1. Overview
The goal of the problem is to predict Telstr network’s fault severity at a time at a particular location based on the log data available.
The target has 3 categories:0,1,2. It’s a multiclass classification problems.Different types of features are extracted from log files and other sources: event_type.csv, log_feature.csv, resource_type.csv,severity_type.csv.
My final score is 0.44917(72 of 974) in private leaderboard. Here are my code, and I will record my solution.
2. Feature Engineer
Selecting and designing good features is an important area in machine learning, which is called feature engineering.
At First, I just merge all files on Id. Here are five type of features. they are location, severity_type, resource_type, event_type, log_feature. location and severity_type are just one-to-one variables, and others are many_to_one variables. There are about 1200 locations, some are only in the test set. The correlation between location variable and target is 0.27, it gave me a hint that neighbouring locations may be similar in the network’s fault severity problem. I used one_hot encode to solve the many_to_one features. So there are about 400+ features in the initial stage.
I read a paper about how to preprocess high-cardinality Categorical attributes in classification and regression problems, but it seemed to bring little help. I will tried it again after the competition.
On the forum, there are a heated discussion about the magic feature. I spent much of my time to find it.
It is the order of the same location in the severity file which follows the order of fault occurrence.It’s called Intra-location order.
It really did a big help to the final score which improved almost 0.06. To each record, I compute the target(fault_severity) probabilities from the previous same location records, and used the previous-target_probabilities as a feature to build the model.
3. Build models and Ensembling
I tried many models, decision tree, random forests, svm and xgboost. The xgboost model is performed well. On ensembling, I just average the random forest and xgboost result as the final result.
4. What I learned from other kagglers
On the platform, kagglers are willing to share their ideas. Here are some valuable ideas on the Competition Forum.
Some useful tips on feature engineering
It’s the most important step in machine learning whatever models you used.
- About location
Similar location numbers have similar fault severity.(Treat the location as numeric.) Don’t one-hot-encode the location, Tree-based classifiers are not good at handling huge sparse feature matrix.

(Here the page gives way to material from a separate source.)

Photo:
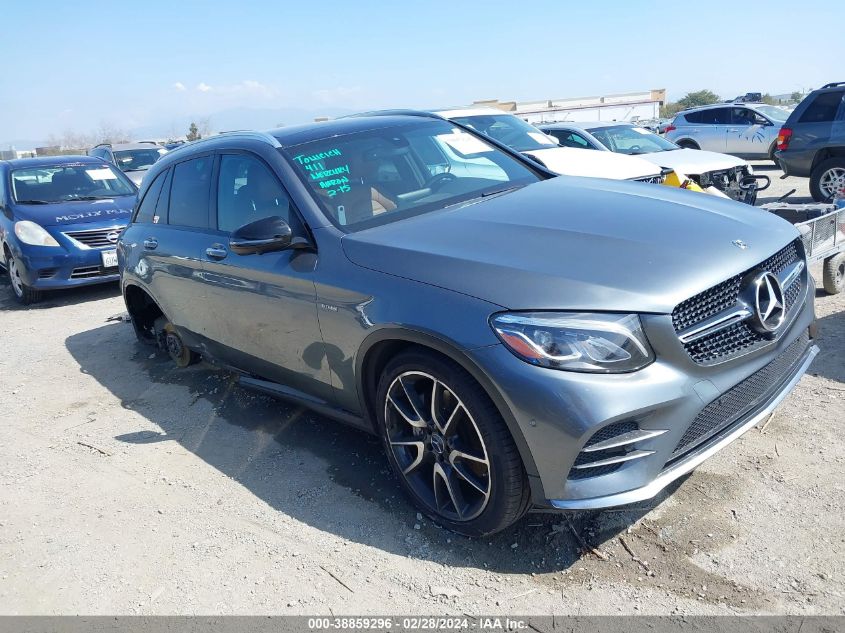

Frequency of LogType_203 = 0 & LogType_203 >0 per location The records in log data are arranged in the order of time.(the magic feature) Here are two ways to encode the information, One is for each location, use the row number, which starts from 1 to the total number of rows for that locaiton. The other is to normalize it between 0 and 1. percentile transformation of location counts - About log feature
Pattern of log feature “one hot” encoding for all log features with volume > 0, for all rows. Each “one hot” encoded pattern treated as a string. Assigned integer ID to each to each string, used as feature. The log transform for the count of “pattern of log feature”, the log transform for counts as “pattern of event” and “pattern of resource” - Common categorical variables
For high-cardinality categorical variables, frequency works well.(Add the frequency of each location in both train and test set.) Summary statistics to reduce one-to-many relationship to one-to-one, and two-way or more-way interaction among multiple variables. Meta features(using Logistic regression to fit sparse matrix as predictors, then ensemble the model). - A useful solution
>a.The order of id on log_feature was frozen.
>b.Converting location, log_feature into numbers and generating count, mean, sum, etc. features (feature set A)
>c.Feature B was generated by shifting A forward by 1 row
>d.Feature C was generated by shifting B backward by 1 row
>Combining A, B, and C and training xgb, RF, GBM models. My final model is an ensemble model of these models.